ADOTAS – This year, a 30-second spot during Super Bowl XLVIII will cost about $4 million. Even for mega-brands, deciding to spend millions of dollars for one ad is not an easy decision – especially since the stakes are so high. A well-received Super Bowl ad will deliver lasting brand lift worth every dollar, but a flop will cost the same and could do irreparable damage to your brand.

With so much money – and your brand equity – on the line, it’s critical to test potential Super Bowl ads before airing them. Consumer expectations for commercials during the Super Bowl are exceedingly high; this is the only day of the year where TV viewers expect to be delighted by commercials. (There is a reason Super Bowl ads cost $4 million – because it’s the only televised event where over 100 million consumers actually look forward to watching commercials.)

In 2013, Colgate-Palmolive’s Speed Stick brand purchased a coveted and high-priced Super Bowl ad. Given the exorbitant price tag for just 30 second of airtime, they took steps to ensure that the ad creative itself was the most engaging and memorable video asset they could get their hands on. The company tested several commercials on well-known video sites in the run-up to the Super Bowl, measuring the effectiveness of the ads. The highest-performing ad went to the Super Bowl.

I happen to know a lot about this particular Speed Stick ad, because I produced it. To develop several possible Super Bowl commercials, Speed Stick invited agencies and creative professionals to take part in an ad creation contest using Tongal, a crowdsourcing platform for video ad creative. Through Tongal, I produced the Speed Stick “Laundry” commercial, which was selected to run during the first commercial break in the Super Bowl’s third quarter.

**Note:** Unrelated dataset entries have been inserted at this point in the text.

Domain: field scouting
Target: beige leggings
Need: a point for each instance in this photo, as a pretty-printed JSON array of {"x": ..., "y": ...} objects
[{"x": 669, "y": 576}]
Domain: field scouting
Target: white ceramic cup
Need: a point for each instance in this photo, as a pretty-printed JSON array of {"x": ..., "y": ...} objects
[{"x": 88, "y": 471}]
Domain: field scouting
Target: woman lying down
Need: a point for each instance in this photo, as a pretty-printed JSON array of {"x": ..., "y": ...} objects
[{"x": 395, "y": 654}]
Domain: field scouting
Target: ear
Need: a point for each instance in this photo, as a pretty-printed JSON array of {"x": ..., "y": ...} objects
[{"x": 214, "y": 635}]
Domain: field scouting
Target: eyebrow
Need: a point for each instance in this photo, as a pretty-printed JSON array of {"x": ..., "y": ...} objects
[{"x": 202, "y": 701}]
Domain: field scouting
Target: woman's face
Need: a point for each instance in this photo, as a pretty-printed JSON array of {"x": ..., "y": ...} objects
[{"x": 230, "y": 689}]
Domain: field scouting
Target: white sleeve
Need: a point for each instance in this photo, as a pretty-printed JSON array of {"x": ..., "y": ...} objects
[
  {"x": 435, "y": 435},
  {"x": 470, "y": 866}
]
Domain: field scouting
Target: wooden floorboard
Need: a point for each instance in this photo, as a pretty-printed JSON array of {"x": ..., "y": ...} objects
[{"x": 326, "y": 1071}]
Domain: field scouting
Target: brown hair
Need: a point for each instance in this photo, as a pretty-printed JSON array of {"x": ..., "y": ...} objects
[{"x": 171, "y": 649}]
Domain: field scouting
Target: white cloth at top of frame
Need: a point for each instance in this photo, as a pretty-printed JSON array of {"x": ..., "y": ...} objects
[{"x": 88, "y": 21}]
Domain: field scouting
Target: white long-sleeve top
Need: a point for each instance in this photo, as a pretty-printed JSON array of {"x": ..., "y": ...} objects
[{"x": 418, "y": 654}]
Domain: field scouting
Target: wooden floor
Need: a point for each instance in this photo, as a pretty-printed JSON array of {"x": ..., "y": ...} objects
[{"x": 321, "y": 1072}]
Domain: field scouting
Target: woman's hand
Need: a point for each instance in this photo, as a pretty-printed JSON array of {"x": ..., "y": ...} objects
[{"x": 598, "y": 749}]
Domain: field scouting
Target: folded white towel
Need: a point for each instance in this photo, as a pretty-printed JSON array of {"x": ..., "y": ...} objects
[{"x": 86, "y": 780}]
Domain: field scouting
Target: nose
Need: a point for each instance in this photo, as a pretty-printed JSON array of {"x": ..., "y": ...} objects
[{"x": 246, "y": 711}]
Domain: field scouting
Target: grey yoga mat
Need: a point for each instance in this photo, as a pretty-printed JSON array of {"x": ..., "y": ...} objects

The idea of pre-releasing potential Super Bowl ads before the Super Bowl would have been unthinkable just five years ago. Agencies spent months crafting their best work for their brand clients, and then unveiled the ‘finished product’ during the game. But now, more and more advertisers are using the testing approach to try out several different ads before the game airs – gaining buzz and social traction for their brand during the process.

Will we see more brands releasing ads online prior to the big day? Probably. Some say it kills the surprise, but Scott Campbell, general manager for integrated marketing communications at Colgate-Palmolive, disagrees. In a New York Times interview last year, he stated, “We don’t see any down side to forgoing the ‘aha!’ moment during the game…whatever we get by giving it to our online community is all to the plus.”

But there are right and wrong ways to test your potential Super Bowl ads before the Big Game, and these same testing rules apply to campaigns launched throughout the year. To make sure you get the most accurate insights into which ads deliver the best engagement, effectiveness, and social reach, you don’t just have to measure metrics, you have to measure the right video metrics – something many advertisers still don’t get right.

The days of seeing the Volkswagen, eTrade, and Budweiser commercials for the first time on the day of Super Bowl are long gone. Now, consumers can log in days or weeks before to see a huge selection of game-day commercial contenders. As an advertiser, it makes sense to test and measure several potential creatives before choosing the best to air during the Super Bowl and increasingly, it will make sense to test multiple creatives before making any media buy at all.